The Rev. Jane V. Catoe weighs in

Dearly beloved, we are gathered here today to celebrate the ordination of Jane V. Catoe.

I've got the credentials to prove it and everything. I may have "earned" them off the Internet, but you can tell the certificate is official because of its fancy scrollwork. I can perform weddings, baptisms, maybe even pet funerals.

It only goes to show that just when you think you know a person, they can throw you a curveball. Much like Mel Gibson, heretofore known for his bazillion action films with Danny Glover, now known as a total nut job.
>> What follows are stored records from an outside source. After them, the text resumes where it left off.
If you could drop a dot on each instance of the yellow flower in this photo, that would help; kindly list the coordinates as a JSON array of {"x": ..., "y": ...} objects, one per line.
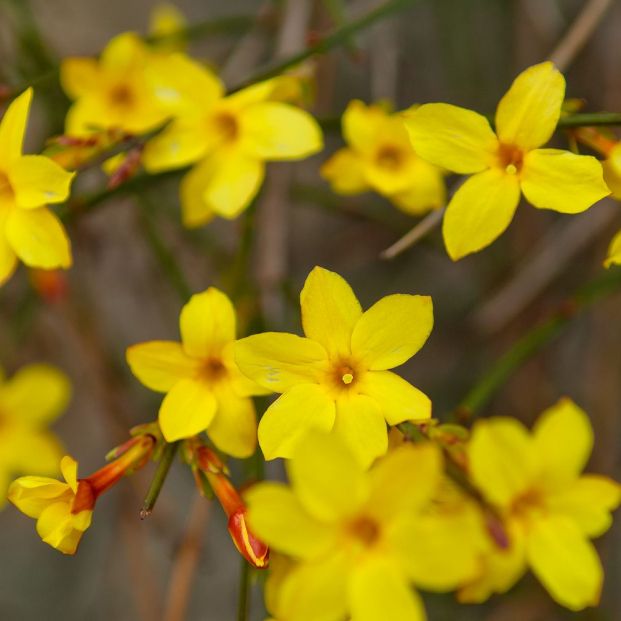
[
  {"x": 359, "y": 538},
  {"x": 550, "y": 509},
  {"x": 337, "y": 378},
  {"x": 505, "y": 164},
  {"x": 29, "y": 401},
  {"x": 231, "y": 138},
  {"x": 28, "y": 229},
  {"x": 205, "y": 390},
  {"x": 63, "y": 510},
  {"x": 112, "y": 93},
  {"x": 380, "y": 157}
]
Originally, I became ordained so I could branch off and establish Jane-ism. Turns out — much to my chagrin — there already is a Jainism. Sure, it's spelled differently, but it'd get too confusing. But I hastened the ordination process so I could officially weigh in on an important spiritual matter.

As my first order of business, I have excommunicated Mel Gibson. Now, I know what you're saying: You can't excommunicate Mel — he's a Catholic, not a Jane-ist. But my religion — with its predilection for snappy hats, dogma and young men — is similar to Catholicism, so think of this as a pre-emptive strike.

I've purged Mel from my church because of his controversial film The Patriot, which I caught recently on the Superstation. Not only is it possibly the worst movie ever, as a minister, I'm concerned about the message this is going to send the British. I'm worried that it could even lead to the persecution of British people, already long derided in Europe and America as total prigs and poofters. If people leave the film knowing one thing, it should be that not all Brits are poofters. Some are merely bloody wankers.

And even though the British were trying to stop America from becoming America, keep in mind they were dealing with their own socio-political issues at the time that may have caused them to see the colonies as treacherous, rebellious and footloose.

If they'd only known that without America, there would have been no one to save their Nellie foo-foo asses in World War II; I'm sure they would have behaved differently.

The Revolutionary War, though it happened long ago, is still a hotbed of controversy. And scholars are divided on the interpretation of traditional historical documents stemming from the event, such as the U.S. Constitution. Some say it provides for gay marriage, some say it doesn't. One thing is certain: It does allow for hideous atrocities such as The Patriot. Which I'm fairly sure led to the PATRIOT Act.

Gibson claims to harbor no animosity toward the British and says critics have foolishly misinterpreted why he kills so many of them in the film. "I kill them because I love America, not because I hate the British!"

The production is devilish enough on its own. But coupled with a cynically calculated PR strategy and someone giving Heath Ledger a speaking role, I can officially say that Mel Gibson is evil incarnate.

But Gibson isn't the first Hollywood director to be kicked out of my church. Retroactive to the debut of Pulp Fiction, one Mr. Quentin Tarantino has also been tossed out. I assure you there is also a special place in hell reserved for the man who resurrected the acting career of John Travolta. At the time, it seemed a harmless enough novelty, a quaint nod to '70s kitsch. What a laugh — there's Vinnie Barbarino!

And I'm not saying Tarantino knew what he was doing, but he should have thought about providing a springboard for the former boy in the plastic bubble. I hold Tarantino responsible for such wickedly bad Travolta films as Michael and Battlefield Earth.

Andrew Lloyd Webber came close to being tossed out on his ass for Starlight Express, but I have a fondness for his Jesus Christ Superstar, which unlike Gibson's The Patriot, conveys the good guys, the bad guys, and their violent behavior — all to divinely singable show tunes. Amen to that.